Move Over, Mr. Potato Head: Books About Toys

Christmas is coming up! While the holiday season means more than just toys, most people look back on their childhoods with fond memories of a particular toy or stuffed animal that they loved very much. 

We have some very special books about the relationship between a child and their most favorite toy.

Corduroy

In this classic tale, a small stuffed bear waits to be purchased in a department store. Wanting to attract an owner, he ventures off of his shelf to find a button for his overalls.

 

Looking for Bongo

A young multicultural American boy loses his Bongo toy, but suspects it was stolen. He sets a trap to catch the thief. This tale is told with some Spanish words and includes a glossary at the back. 

 

Bun Bun Button

Gramma gets Paige a balloon and makes her a stuffed bunny named Bun Bun Button. Paige ties the balloon to Bun Bun, and the balloon flies away with the bunny! Bun Bun Button takes a journey through the sky. Will she ever make it back to Gramma's? Readers will appreciate the bunny's facial expressions as the story moves along.

 

Dahlia

Charlotte, a rough and tumble child, does not like dolls. When she is gifted a delicate doll by her aunt, Charlotte sits the doll down and explains to her that she does not do tea parties. Can Charlotte accept this new companion? The Victorian illustrations in this book stand out for being extremely detailed.

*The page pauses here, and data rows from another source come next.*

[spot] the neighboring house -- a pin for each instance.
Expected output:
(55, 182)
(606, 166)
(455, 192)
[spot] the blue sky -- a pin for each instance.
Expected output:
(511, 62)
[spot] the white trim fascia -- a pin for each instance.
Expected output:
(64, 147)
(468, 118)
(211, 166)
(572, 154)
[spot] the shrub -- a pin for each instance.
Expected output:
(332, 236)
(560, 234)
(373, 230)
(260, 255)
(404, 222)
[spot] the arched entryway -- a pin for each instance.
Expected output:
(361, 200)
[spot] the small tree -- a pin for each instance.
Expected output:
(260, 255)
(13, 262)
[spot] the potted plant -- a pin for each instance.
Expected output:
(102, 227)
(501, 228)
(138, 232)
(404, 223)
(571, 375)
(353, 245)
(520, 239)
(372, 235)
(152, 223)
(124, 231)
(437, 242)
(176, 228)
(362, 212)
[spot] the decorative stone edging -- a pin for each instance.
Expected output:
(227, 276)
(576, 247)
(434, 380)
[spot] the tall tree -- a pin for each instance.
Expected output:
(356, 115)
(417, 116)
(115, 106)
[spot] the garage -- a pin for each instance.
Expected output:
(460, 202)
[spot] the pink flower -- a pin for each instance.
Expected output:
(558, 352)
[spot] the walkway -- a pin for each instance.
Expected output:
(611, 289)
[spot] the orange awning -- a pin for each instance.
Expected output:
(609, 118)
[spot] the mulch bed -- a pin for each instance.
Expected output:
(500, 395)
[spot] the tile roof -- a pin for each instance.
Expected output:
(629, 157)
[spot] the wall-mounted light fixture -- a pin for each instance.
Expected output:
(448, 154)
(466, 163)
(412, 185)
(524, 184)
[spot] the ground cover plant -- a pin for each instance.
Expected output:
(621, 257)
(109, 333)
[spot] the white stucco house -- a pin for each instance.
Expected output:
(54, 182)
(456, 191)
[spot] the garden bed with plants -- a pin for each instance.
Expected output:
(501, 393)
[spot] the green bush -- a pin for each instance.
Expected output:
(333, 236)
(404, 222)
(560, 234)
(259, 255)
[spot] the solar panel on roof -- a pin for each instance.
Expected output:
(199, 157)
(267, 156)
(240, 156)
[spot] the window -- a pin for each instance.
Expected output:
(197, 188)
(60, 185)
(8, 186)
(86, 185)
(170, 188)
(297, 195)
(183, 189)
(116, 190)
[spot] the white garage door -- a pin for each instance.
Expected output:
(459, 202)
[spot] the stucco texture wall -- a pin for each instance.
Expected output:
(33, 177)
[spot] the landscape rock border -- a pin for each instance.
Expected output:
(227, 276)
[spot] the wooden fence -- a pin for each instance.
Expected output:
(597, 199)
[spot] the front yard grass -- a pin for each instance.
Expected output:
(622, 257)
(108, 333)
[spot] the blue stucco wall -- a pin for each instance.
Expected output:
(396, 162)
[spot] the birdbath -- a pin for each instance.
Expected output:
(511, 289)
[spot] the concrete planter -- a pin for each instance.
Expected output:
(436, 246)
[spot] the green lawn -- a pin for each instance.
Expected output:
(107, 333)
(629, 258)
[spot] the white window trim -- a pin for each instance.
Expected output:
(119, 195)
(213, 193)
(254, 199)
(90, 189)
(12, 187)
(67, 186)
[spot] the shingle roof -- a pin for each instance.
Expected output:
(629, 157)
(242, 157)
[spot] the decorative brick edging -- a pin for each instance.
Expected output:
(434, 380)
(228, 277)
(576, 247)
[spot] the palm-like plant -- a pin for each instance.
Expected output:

The Velveteen Rabbit Or, How Toys Become Real

A little boy finds a velveteen rabbit in his stocking on Christmas morning. A toy horse in the nursery explains to the rabbit that he can become real if he becomes shabby and loved. The boy takes the rabbit everywhere with him and his rabbit sees real rabbits for the first time and wants to be like them. This is a longer and bittersweet, moving story for older children. It may make you cry happy tears.

 

Much Loved

We also have a great toy book that adults will appreciate. This book of photographs details the stuffed animals of bygone childhoods that were loved so dearly.